Los expertos consultados descartan que el encargo salga a concurso. Siendo un gasto menor, será por adjudicación directa. Y prevén que, salvo acuerdo con la familia, sea la Empresa Municipal de Servicios Funerarios y Cementerios de Madrid la que haga el trabajo. La 'Ley Omnibus' de Zapatero autoriza a trasladar restos a cualquier funeraria de cualquier punto del país, pero la Comunidad de Madrid mantiene una lista de empresas autorizadas a operar en su territorio.   

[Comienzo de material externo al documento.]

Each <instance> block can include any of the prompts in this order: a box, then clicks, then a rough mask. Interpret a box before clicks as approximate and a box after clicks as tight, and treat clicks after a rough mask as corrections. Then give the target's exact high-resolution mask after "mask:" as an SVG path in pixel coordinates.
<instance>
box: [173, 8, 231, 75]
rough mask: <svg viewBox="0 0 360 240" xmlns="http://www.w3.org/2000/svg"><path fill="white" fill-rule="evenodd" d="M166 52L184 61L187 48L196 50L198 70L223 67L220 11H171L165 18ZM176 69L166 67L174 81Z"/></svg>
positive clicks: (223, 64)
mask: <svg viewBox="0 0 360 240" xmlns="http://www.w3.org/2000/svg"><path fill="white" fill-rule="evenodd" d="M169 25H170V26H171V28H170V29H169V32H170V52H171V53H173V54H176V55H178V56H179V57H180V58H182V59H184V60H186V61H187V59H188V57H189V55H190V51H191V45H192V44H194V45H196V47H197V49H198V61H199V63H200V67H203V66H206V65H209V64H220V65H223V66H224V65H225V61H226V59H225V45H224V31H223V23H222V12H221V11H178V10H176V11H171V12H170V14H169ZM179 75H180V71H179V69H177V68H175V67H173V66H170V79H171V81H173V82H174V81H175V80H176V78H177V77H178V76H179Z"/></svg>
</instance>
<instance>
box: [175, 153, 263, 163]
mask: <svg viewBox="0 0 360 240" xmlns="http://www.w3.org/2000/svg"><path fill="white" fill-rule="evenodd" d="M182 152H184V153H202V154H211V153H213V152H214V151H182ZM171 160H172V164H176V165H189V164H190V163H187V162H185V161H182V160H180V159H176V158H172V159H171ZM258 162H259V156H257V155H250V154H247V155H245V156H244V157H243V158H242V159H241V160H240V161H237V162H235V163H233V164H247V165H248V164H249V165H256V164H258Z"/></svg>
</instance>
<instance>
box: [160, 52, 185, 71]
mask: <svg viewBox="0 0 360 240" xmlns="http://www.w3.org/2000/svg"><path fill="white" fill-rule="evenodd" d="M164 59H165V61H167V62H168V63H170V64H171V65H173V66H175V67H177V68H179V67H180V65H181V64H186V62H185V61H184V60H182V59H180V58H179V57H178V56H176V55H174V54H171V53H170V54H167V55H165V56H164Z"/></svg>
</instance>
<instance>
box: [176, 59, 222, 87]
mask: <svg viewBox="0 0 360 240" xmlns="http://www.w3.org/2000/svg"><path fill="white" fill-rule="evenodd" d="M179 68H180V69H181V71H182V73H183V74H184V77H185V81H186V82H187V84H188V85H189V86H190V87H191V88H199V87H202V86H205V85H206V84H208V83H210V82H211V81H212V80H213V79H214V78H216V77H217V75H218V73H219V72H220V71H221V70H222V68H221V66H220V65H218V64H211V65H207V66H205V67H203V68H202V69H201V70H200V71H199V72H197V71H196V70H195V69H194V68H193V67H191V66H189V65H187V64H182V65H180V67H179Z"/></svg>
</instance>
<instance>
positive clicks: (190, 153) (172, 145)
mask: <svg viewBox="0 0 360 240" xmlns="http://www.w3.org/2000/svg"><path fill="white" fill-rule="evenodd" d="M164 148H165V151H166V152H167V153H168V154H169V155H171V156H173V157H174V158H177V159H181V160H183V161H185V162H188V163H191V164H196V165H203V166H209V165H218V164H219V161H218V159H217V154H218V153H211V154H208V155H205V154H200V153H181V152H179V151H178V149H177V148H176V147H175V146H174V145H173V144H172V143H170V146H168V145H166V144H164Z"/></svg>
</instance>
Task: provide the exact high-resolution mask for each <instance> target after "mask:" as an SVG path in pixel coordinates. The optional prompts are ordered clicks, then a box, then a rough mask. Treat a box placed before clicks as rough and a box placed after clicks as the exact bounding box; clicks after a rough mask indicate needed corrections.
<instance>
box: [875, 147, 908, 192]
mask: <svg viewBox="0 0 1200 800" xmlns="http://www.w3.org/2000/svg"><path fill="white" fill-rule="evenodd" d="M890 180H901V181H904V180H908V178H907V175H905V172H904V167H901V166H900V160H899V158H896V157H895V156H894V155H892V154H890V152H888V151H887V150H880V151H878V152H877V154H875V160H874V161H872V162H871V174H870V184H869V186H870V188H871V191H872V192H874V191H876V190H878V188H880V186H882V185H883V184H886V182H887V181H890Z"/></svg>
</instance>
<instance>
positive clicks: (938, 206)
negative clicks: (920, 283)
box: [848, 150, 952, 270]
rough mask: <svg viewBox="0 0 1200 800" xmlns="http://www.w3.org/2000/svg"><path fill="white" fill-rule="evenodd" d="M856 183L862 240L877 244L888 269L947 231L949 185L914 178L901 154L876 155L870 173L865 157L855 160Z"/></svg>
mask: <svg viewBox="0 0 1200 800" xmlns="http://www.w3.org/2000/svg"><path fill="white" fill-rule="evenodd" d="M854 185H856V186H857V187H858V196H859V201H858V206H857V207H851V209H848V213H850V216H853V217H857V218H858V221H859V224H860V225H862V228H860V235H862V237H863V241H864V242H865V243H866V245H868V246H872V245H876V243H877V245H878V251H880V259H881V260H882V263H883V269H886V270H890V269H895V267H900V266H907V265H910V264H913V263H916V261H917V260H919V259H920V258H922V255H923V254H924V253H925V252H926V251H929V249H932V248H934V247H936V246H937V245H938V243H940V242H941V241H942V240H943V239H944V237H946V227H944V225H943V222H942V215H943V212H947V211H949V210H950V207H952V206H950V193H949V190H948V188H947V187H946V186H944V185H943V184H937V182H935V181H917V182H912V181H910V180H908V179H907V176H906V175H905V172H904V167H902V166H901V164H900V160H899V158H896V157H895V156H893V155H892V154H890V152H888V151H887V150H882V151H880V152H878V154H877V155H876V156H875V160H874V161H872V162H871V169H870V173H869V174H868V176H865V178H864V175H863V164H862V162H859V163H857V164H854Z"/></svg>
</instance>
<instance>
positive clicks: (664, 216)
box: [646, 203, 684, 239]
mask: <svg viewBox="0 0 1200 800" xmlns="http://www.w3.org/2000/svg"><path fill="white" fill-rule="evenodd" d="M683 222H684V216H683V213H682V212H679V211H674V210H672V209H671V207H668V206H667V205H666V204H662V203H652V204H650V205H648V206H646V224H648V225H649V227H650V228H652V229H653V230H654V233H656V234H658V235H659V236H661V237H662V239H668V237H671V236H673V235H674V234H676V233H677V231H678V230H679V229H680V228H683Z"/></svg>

El Gobierno sufragará la exhumación y traslado, y entiende que la reinhumación y nueva lápida correrán a cargo de la familia, informa Iolanda Mármol. Así, será de elección de los nietos el material y la inscripción, siempre que esta no exalte la dictadura, como manda la Ley de Memoria Histórica.

En la factura habría que añadir el salario de los canteros si no es personal de Patrimonio Nacional el que levanta la lápida. Y a toda la suma, un 21 por ciento de IVA.

Fuera de estas previsiones, son un arcano el coste y pagador de un concepto posterior: la vigilancia del cementerio de El Pardo-Mingorrubio si la familia exige en un acuerdo medidas de seguridad para evitar una nueva profanación de la tumba. En El Pardo tienen los Franco dos sepulturas. En una de ellas reposa Carmen Polo, que fue esposa del dictador, desde el 7 de febrero de 1988.